Brooklyn Navy Yard
Sands St. at Navy St.
Friday through Sunday through June 19, free with advance RSVP
creativetime.org
www.dukeriley.info
Look! Up in the sky! It’s a bird! It’s a pigeon! It’s . . . two thousand pigeons with lights swirling in the Brooklyn dusk like dancing constellations? In winter 2013-14, Boston-born, Brooklyn-based artist Duke Riley sent camera-carrying homing pigeons from Cuba to Key West, transporting illegal cigars. Now Riley, who in 2012 restaged a centuries-old boat race featuring zodiac animals on a canal in Zhujiajiao, China, and in 2007 reenacted the Revolutionary War mission of the one-manned primitive submarine known as the Turtle in New York harbor, has trained two thousand pigeons, each fitted with a remote-controlled LED light strapped to one of its legs, to soar through the sky above the Brooklyn Navy Yard every Friday, Saturday, and Sunday night shortly past sunset. Attendees first follow a winding path through the fascinating navy yard, where military ships were built from 1806 to 1966, leading to the water, where the pigeons reside on the Baylander, a decommissioned Vietnam-era Navy ship now outfitted with eighty feet of coops. People take seats on the bleachers — the higher the better — or stand by the ship as Nick Cave music plays and the pigeons start to gather atop the Baylander.
As the sun sets over the East River waterfront, the music fades and sounds of live cooing rise, and then three operatives start waving flags that signal a wide variety of pigeons, from Homers, Egyptian Swifts, Satinettes, German Beauties, and Russian High Flyers to Tipplers, Damascenes, Fantails, Roller/Tumblers, and New York Flights, to head up into the air, where they perform an improvisational dance, flying in groups in seemingly choreographed patterns, soaring east, then west, or taking off on a solo trip, like a lost balloon floating away. (Don’t worry; they all eventually return to their individual lofts aboard the ship.) It’s utterly thrilling watching them billowing above, a torrent of shooting stars, looking like they’re having at least as much fun as the audience. Occasionally one of the pigeons might actually take a break and dive-bomb into the crowd, soliciting shrieks and cheers. We suggest trying to set your eyes on one — perhaps Tofu, Goldee Hawn, the Red Baron, Lucifer, Saturday Night Fever, or Pablo Escobar — and follow it like it’s a snowflake floating down from the heavens.
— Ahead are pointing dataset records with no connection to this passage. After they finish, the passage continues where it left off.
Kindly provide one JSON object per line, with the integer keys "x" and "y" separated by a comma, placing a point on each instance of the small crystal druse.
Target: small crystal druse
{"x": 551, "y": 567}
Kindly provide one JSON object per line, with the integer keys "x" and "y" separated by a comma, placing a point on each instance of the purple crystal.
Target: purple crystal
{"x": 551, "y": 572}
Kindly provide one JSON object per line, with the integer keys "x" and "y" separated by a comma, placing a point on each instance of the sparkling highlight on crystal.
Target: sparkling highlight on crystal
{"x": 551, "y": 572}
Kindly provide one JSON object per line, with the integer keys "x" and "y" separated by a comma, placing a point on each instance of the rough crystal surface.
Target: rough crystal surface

After about forty-five minutes, the birds are called back to the Baylander, returning home to the sounds of, what else, Prince’s “When Doves Cry.” Presented by the outstanding nonprofit arts agency Creative Time, whose previous projects include Kara Walker’s “A Subtlety or the Marvelous Sugar Baby” at the Domino Sugar Factory in Williamsburg and “Drifting in Daylight” in Central Park, “Fly by Night” is an exhilarating experience that will make you think twice about these pervasive urban creatures.